Interestingly, when the men did attempt to help, it often turned out messy, or the women in the house would suspect something was amiss with their marriage.

Their meals were always ready on the table for them. When they wanted a second helping, their wives would scuttle to dish out extra rice, and when the meal was over, they waited for the fruits to be served. A modest burp from them indicated that the meal was sumptuous.

In my time, things were pretty much the same. The husband seldom lent a hand because both spouses were working and could afford a helper. Also, our parents came to live with us, which helped a lot. So, most husbands hardly did any household chores or only did minimal tasks.

Today, our children, married and with double incomes, present a different scenario. I am amazed to see how young married couples share their housework. After picking the children up from daycare centres or nursery, in many households, especially when there is no paid help, whoever comes home from work first does the cooking. After dinner, the other half does the washing up. Fair and square – what a neat arrangement!

This is a tribute to the young men, aka daddies, who can whip up a meal and see to the needs of the children while their partners are busy. Sharing chores is caring. Gone are the days when the man of the house would scream for help when the kids made a mess, and the wife would rush to clean it up. Today, that same young father dons an apron, uses a broom, vacuum, or mop, and, hey presto, the mess is cleared.

My thoughts go to my nephew-in-law abroad, who, in his 40s, took care of his three children, aged nine to 12, when his wife, my niece, came home to help take care of her cancer-stricken father.

This young daddy cooked extra meals for the week on Saturday and froze them, so every day there was a main dish. He did the vegetables and rice when he came home from work. He also managed the laundry, housecleaning and a host of other chores.

In the process, he trained his daughter to cook rice. All the children were roped in: One set the table, another helped to clear it. There was a duty roster for the week for folding clothes after laundry. When my niece came home, she was amazed that her husband had done a wonderful job in housekeeping.

Yet another daddy that deserves praise is the househusband. My neighbour’s son-in-law migrated to Australia but was unable to find a lucrative job due to the onset of Covid, which made new jobs scarce. So, they changed roles. His wife, who already had a steady job, went to work, while he managed the house.

At first, my neighbour was upset that her son, a graduate holding a big post in a company, was now a househusband. However, when she visited them, she was amazed that her son, who had never lifted a finger earlier, was fantastic with the housework. He prepared the daily meals, did the grocery shopping, transported the children to school, and more. He even had three friends in the same situation, and once the housework was done, they treated themselves to a round of golf or chilled out at a pub. Their working wives had no complaints!

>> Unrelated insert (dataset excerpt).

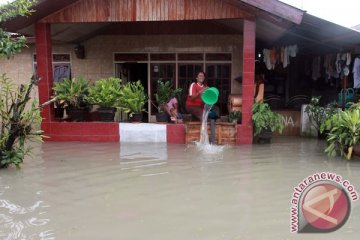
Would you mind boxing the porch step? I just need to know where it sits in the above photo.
[185,122,236,145]
[119,123,166,142]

The saying that “a son is a son till he finds a wife, a daughter is a daughter all your life” does not hold water nowadays. An octogenarian I know has two married sons, both working abroad, and she debunks this adage. Both her sons call her daily just to say hi and see how she is doing. The one across the Causeway visits her monthly and gently cajoles her to visit his house. After much persuasion, she takes a break at his place, but she misses her daily activities with her friends back home, including golfing, doing qigong, and breakfast sessions.

Her other son, in the United States, also calls her daily and arranges for her favourite local goodies to be sent to her house. She is never in want of food. They are keeping the promise they made to their late father, that they would take care of their mother.

Such is the scenario today, where bringing up children is no longer solely a woman’s domain. The new generation of fathers believes in sharing responsibilities equally, and it is the norm of the day. Happy Fathers Day to all fathers!